Obmention of Leopold Kronecker’s quote (or at least attributed quote): “God made the integers; all else is the work of man.”

This is what makes programming in R such a pain. So many different function names for doing the same thing. If I want to change the values of a column I have to use “transmute”. If I want to change the values of a list I have to use use “map” or one of the other “map_” variants. If I want to change the values of levels I have to use fct_recode. If I want to change the values of column names I have to use df.colnames = c(‘a’, ‘b’, ‘c’). I’d rather have one poorly named function that works everywhere, than 5 well named functions that work only on specific types.

Note that this isn’t the R language or even the standard library, but rather the tidyverse. Base R does most of that via indexing for values and names() for names.

Obmention of Phil Karlon’s quote: “There are only two hard things in computer science: cache invalidation and naming things.”

And the long form of this quote: “There are only two hard things in computer science: cache invalidation and naming things and off-by-one errors.”

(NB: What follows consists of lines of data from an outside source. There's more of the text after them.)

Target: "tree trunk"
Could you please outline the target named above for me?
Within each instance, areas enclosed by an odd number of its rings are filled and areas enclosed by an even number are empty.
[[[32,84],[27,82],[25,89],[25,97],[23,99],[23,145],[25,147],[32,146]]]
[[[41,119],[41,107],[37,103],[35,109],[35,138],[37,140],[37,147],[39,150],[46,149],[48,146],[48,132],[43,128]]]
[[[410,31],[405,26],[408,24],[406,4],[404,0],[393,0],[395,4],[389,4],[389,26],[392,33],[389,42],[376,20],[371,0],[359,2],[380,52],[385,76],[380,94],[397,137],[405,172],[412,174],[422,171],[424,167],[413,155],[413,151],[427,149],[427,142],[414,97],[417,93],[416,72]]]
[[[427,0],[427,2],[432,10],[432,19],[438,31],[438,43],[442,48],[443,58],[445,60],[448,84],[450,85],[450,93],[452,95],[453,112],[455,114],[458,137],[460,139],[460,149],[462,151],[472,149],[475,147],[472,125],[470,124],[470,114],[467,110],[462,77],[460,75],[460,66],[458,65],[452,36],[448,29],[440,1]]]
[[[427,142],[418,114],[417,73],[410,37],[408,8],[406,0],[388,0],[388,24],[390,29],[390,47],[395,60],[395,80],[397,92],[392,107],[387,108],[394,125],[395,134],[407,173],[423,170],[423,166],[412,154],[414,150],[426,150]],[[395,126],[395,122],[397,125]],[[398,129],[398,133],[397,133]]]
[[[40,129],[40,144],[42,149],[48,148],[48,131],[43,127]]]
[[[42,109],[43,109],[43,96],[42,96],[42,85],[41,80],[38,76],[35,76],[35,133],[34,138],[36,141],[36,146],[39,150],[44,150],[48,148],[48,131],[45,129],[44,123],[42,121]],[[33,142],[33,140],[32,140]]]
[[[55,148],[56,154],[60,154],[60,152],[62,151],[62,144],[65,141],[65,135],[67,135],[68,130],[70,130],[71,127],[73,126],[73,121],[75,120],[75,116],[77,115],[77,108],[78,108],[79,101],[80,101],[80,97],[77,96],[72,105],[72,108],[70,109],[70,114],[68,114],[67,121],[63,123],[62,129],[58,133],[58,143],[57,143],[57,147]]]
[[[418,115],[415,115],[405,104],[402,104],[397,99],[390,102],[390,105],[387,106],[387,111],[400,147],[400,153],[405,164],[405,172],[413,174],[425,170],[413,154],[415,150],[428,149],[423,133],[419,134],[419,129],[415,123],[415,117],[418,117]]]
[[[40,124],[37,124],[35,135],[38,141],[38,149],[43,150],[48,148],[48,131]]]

Here are the variable names I used in a set of R functions I came up with this past weekend. I think I probably get a failing grade from Bob…

covV

pd

typ

dcv

iir

rwQuant

fsQuant

Qual

covS

InclV

amb

Xamb

x

y

InclH

PRI

InclS

VeriCov

vp

expr

lastrow

res1V

res1H

res1

res2V

res2H

res2

resH

resV

stats

veriplot

whiteout

Although in fairness, the two most egregious ones (x and y) were chosen because they are the de facto standard variables in the literature for the calculations I was implementing.

If you use autocomplete and name “backwards” (specific to general):

subsubgroupname_subgroupname_groupname_supergroupname

autocomplete is your friend and length doesn’t matter that much.

In R, I’ve tended to extend the convention that dataframes are called something.df. So a gam model is something.gam and a nlme model is something.nlme. Since R is all about objects then it’s nice to know to have the type of object in the name.

In surveys/questionnaires/medical charts, I got taught the convention of having the question number as the start of the name. So, question 4 in section B which asked about diabetes would become B4_diab. But that was back when SAS only allowed 8 letters in a variable name but I think that is still useful even when variable names can be longer.

We have one survey dataset in SAS with somewhere upwards of 1,700 variables (it’s a merge of multiple surveys, each repeated at several points in time in a “wide” format). If we still had 8-character variable name restriction in SAS I’m not sure what the heck we’d be using for names.

@mpledger: That’s Hungarian notation for R.

@jim: I should have clarified that I meant for writing programs, not interactive scripting in a REPL environment like R’s or Python’s.

Research code done for exploration is a bit diffeent than that done for a submitted paper, but neither demand the kind of naming effort required for a code base with a couple dozen developers.

For reference, it ight be easy to type this with autocomplete:

but it’s hard to see the basic structure compared to:

I always have to look up

multiply_lower_tri_self_transpose

Richard dumped Winnie.

D’oh. I think I was fooled by the tone, or at least my recollection of it, in which he stumbles down the stairs in shame. The show really nails that furtive, outsider feeling.

When I was teaching R to my friend, she thought I was just being crass when the function cumsum came up.